POULSBO — After two years of starts, stops and pauses, the pieces of the Martinson cabin have finally come together, literally.

Countless hours of hard work by a group of volunteers apparently paid its dividends as Bight of Poulsbo Founder Bill Austin made an important announcement to the city council’s community services committee recently.

“The Martinson cabin has been inspected and we have the final inspection and approval,” he told the committee, which had dealt with the issue since September 2003.

The cabin was built around 1890 by Mikal Martinson, who immigrated from Norway in 1882. The 40-acre homestead housed a dairy farm worked by Martinson, his son Berger Martinson and then third generation dairy farmer ,Vern Martinson.

Now that the restoration has been completed, Austin said he already has big plans for the building.

“I would like to open it up to the public by appointment only so kids can take a look and learn,” he said.

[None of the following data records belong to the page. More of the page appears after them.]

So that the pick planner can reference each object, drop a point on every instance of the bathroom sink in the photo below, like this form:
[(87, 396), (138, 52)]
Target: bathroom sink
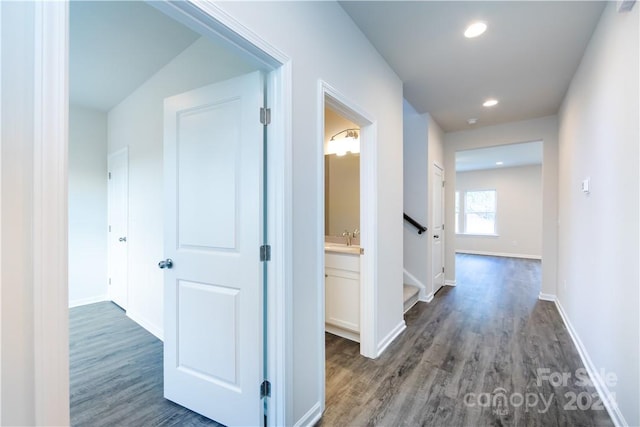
[(342, 248)]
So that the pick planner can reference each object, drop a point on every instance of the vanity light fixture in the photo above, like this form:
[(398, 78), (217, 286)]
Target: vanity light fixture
[(475, 29), (341, 145), (490, 103)]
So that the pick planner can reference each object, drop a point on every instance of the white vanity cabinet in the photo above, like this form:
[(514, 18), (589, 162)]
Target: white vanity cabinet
[(342, 294)]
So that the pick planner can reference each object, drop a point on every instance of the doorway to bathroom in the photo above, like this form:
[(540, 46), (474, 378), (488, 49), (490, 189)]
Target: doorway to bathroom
[(342, 225)]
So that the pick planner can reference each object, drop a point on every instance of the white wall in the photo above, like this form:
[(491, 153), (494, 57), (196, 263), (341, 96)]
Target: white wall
[(341, 181), (16, 280), (435, 141), (324, 44), (542, 129), (416, 196), (87, 206), (598, 239), (518, 211), (137, 123), (422, 139)]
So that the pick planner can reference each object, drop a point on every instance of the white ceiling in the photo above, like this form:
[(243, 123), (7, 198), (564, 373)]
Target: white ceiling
[(115, 46), (528, 153), (526, 59)]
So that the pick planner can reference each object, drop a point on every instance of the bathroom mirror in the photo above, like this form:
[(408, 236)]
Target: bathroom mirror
[(341, 175)]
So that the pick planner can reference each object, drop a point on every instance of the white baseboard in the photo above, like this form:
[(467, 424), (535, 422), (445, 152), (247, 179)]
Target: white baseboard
[(427, 298), (312, 416), (87, 301), (344, 333), (150, 327), (608, 398), (390, 337), (410, 279), (547, 297), (500, 254)]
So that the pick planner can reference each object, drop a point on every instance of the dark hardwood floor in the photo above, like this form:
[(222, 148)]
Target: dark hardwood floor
[(116, 373), (471, 357), (484, 353)]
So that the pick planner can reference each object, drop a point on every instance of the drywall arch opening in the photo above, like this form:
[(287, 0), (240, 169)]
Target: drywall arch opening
[(543, 129)]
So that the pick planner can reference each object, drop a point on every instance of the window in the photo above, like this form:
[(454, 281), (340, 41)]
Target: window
[(479, 209)]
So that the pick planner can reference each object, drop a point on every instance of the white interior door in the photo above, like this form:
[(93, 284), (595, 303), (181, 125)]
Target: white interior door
[(437, 228), (213, 149), (118, 206)]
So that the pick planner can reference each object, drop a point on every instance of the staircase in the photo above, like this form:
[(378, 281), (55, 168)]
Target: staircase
[(411, 294)]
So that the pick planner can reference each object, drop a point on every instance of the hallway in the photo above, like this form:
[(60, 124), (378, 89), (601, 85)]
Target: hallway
[(485, 352)]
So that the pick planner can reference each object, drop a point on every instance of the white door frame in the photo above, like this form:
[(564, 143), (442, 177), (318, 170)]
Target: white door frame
[(435, 166), (368, 238), (110, 258), (51, 377)]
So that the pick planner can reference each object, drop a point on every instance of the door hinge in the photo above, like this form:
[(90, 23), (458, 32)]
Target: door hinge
[(265, 253), (265, 116), (265, 389)]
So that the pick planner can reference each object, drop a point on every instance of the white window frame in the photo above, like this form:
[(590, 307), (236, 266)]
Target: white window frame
[(461, 198)]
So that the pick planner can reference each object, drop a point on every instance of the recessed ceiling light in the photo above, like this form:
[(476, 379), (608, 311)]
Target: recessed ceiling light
[(490, 103), (475, 29)]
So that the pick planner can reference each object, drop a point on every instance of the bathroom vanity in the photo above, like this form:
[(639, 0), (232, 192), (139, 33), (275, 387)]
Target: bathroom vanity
[(342, 290)]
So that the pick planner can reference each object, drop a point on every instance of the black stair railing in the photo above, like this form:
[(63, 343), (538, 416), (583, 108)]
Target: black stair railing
[(421, 228)]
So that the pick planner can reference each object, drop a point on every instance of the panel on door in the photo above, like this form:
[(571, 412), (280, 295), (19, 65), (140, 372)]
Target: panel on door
[(118, 212), (213, 230), (437, 226)]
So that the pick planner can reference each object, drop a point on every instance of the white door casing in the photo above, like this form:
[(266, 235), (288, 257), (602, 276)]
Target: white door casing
[(118, 213), (437, 228), (213, 157)]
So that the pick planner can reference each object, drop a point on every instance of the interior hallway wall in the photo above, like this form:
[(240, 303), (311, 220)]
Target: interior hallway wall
[(422, 140), (599, 232), (137, 123), (324, 44), (518, 211), (88, 280), (416, 196)]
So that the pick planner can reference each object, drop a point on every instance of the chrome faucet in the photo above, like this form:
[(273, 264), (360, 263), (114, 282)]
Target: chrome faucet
[(348, 235)]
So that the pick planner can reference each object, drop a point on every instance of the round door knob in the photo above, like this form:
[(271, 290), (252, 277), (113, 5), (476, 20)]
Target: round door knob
[(167, 263)]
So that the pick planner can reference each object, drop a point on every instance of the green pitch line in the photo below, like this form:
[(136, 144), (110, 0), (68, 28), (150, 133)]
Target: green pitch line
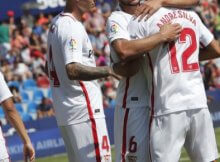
[(184, 156)]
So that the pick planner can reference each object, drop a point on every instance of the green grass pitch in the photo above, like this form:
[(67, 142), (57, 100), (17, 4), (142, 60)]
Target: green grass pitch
[(63, 157)]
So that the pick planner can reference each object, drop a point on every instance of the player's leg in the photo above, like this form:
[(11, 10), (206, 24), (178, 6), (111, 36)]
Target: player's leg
[(4, 157), (83, 142), (200, 141), (167, 137), (69, 140), (131, 134), (104, 142)]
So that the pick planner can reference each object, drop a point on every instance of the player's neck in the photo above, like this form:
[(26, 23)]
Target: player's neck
[(74, 11), (128, 9)]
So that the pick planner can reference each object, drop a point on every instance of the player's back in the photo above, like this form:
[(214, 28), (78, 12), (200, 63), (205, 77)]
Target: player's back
[(177, 81), (132, 92), (69, 96)]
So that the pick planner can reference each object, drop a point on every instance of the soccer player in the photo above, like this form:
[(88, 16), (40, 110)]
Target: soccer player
[(76, 93), (14, 118), (131, 114), (179, 111)]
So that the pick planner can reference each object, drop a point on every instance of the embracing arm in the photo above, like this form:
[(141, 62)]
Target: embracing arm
[(128, 50), (132, 49), (212, 51), (147, 8), (77, 71), (179, 3)]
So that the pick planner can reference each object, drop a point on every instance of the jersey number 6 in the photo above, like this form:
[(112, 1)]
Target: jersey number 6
[(52, 70)]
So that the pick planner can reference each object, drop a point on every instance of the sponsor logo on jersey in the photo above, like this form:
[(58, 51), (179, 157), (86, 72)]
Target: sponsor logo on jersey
[(73, 44), (114, 28)]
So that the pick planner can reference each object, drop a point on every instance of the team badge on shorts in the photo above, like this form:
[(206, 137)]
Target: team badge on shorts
[(114, 28), (72, 44)]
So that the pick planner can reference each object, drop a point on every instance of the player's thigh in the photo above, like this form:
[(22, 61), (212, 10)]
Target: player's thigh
[(103, 138), (3, 149), (84, 143), (167, 136), (200, 141), (131, 134)]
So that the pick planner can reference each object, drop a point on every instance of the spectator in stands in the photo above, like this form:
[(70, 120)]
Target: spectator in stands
[(14, 118), (217, 26), (45, 108), (16, 95), (4, 38)]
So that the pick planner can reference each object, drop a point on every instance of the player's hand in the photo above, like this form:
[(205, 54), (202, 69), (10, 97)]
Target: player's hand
[(170, 32), (113, 74), (147, 8), (29, 153)]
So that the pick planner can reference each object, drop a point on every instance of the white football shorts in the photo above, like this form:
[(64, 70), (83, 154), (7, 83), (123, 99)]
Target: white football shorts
[(87, 141), (131, 127)]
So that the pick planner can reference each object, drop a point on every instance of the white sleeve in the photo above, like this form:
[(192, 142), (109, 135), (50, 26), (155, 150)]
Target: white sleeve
[(71, 41), (117, 29), (137, 29), (206, 36), (5, 93)]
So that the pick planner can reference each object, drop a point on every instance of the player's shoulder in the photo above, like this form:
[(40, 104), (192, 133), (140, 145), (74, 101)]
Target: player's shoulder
[(119, 16), (65, 20)]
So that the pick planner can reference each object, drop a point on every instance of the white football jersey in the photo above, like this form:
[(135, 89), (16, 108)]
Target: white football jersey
[(68, 42), (131, 92), (5, 93), (177, 82)]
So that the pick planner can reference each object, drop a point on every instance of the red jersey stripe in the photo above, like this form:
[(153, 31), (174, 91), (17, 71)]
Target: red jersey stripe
[(94, 130), (126, 93), (124, 137)]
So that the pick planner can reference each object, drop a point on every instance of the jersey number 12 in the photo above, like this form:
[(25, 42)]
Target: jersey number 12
[(186, 54)]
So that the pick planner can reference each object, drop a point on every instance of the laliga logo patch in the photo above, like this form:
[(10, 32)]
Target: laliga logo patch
[(72, 44), (114, 28)]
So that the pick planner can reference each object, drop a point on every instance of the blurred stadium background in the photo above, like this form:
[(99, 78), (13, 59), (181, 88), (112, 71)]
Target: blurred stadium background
[(23, 31)]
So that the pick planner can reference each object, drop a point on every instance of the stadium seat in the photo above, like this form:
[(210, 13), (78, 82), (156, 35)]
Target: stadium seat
[(38, 95), (25, 97), (29, 84)]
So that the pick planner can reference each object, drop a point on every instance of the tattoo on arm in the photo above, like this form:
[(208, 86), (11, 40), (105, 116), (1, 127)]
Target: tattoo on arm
[(77, 71)]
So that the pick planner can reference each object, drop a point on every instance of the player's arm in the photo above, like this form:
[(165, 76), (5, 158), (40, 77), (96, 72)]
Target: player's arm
[(132, 49), (150, 6), (77, 71), (14, 118), (46, 69), (212, 51)]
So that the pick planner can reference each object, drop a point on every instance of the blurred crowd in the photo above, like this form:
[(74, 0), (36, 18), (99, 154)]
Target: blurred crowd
[(23, 50)]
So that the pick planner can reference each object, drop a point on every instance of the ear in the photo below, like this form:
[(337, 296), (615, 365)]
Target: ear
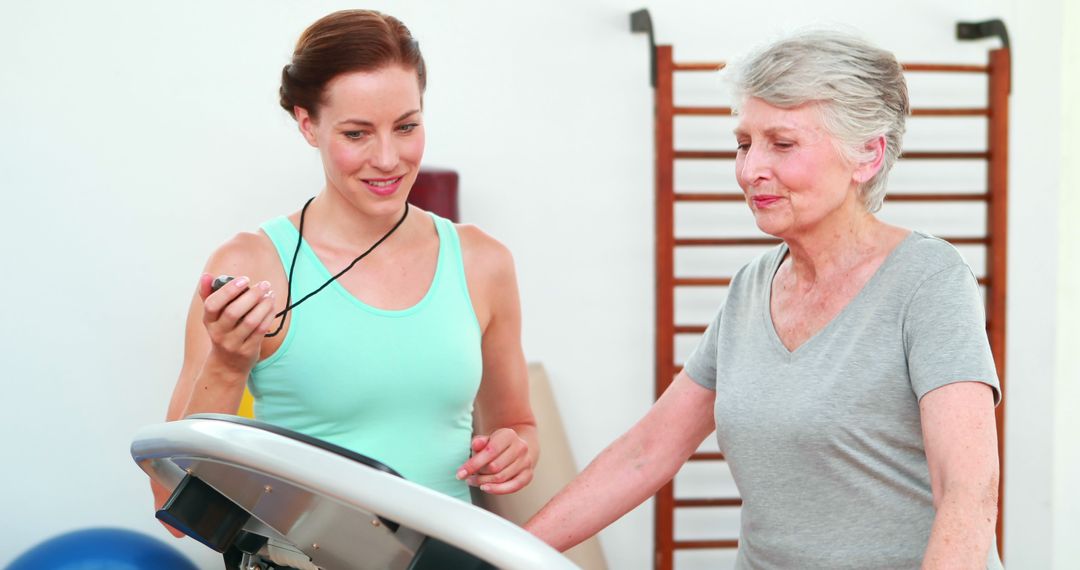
[(306, 124), (865, 171)]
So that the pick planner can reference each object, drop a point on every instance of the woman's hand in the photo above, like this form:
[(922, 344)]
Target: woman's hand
[(237, 317), (500, 464)]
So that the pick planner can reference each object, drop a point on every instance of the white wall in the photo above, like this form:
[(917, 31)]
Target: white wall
[(139, 135), (1066, 503)]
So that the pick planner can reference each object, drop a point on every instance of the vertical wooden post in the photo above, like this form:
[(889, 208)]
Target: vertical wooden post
[(997, 226), (664, 517)]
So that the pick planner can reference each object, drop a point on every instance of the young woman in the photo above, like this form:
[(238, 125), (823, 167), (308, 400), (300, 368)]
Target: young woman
[(389, 355)]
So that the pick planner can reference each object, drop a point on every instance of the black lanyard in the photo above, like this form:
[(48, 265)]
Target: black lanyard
[(299, 240)]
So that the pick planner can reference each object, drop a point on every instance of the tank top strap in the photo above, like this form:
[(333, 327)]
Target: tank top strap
[(283, 235), (450, 258)]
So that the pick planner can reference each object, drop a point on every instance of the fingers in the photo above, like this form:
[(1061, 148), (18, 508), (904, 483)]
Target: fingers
[(205, 282), (500, 463), (513, 485), (238, 309)]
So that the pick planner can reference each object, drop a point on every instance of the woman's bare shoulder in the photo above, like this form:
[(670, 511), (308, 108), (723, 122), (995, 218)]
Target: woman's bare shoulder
[(484, 254), (250, 254)]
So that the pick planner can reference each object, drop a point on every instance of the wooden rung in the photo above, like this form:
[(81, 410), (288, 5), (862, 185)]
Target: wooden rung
[(950, 111), (698, 66), (715, 154), (946, 67), (716, 66), (709, 197), (696, 545), (937, 197), (702, 282), (942, 154), (698, 242), (730, 501), (709, 111)]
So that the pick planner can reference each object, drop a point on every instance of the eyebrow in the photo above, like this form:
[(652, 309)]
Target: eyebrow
[(769, 132), (365, 122)]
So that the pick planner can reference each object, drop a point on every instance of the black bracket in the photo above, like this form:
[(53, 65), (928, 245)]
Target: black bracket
[(640, 21), (979, 30)]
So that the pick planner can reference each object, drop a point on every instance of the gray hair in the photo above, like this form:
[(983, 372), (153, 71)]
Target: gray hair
[(860, 90)]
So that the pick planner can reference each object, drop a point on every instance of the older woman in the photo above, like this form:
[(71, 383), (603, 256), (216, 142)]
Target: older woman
[(848, 375)]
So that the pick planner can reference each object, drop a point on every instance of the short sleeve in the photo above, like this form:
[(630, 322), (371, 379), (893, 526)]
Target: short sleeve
[(945, 334), (701, 365)]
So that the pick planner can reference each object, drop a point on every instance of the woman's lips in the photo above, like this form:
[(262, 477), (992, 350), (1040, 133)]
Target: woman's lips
[(382, 187), (765, 200)]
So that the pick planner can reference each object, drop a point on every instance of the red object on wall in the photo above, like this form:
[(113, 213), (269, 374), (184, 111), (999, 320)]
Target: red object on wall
[(436, 191)]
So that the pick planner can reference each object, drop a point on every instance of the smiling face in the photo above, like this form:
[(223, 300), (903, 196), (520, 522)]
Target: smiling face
[(369, 133), (794, 177)]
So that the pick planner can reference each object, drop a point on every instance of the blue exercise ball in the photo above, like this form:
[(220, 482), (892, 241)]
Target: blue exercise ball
[(102, 548)]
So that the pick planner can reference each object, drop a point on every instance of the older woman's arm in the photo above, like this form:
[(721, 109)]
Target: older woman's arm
[(632, 469), (961, 443)]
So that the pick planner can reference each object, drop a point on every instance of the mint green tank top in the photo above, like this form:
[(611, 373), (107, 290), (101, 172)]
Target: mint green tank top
[(395, 385)]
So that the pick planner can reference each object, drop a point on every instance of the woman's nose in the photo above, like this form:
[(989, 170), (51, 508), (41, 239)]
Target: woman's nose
[(753, 165), (386, 154)]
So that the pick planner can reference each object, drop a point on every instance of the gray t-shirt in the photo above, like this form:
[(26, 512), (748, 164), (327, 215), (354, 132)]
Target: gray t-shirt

The idea would be to furbish the cabin with artifacts from the Poulsbo Historical Society to show how early settlers in the North Kitsap area lived, Austin said.

“I would like to see an old bed stand and lamp and we would have the original tools there that the old man used to make the cabin with,” he said, adding that a recently donated windmill could be placed near the cabin to add to its authentic historic feel.

“It’s completely maintenance-free and if we can do that, we will,” Austin said.

PHS President Kathy Hogan told the committee that the society has discussed the possibility of using the cabin as a historical showplace.

“We kind of like the idea of showing certain areas like Lofall, Lincoln Hill or Sandy Point for a month and rotating them around,” Hogan said.

The society would also have volunteers onsite to tell the story of each area as it is being displayed, she said.

Mayor Donna Jean Bruce said if the cabin is going to be open to the public, then someone should be responsible for scheduling events there.

“The historical society should be the coordinating agency,” said Councilman Ed Stern, noting the society’s large role in the use of the cabin.

Hogan agreed with Stern’s assessment and said if the cabin were to be used that way, the society would like to be the one handling the scheduling.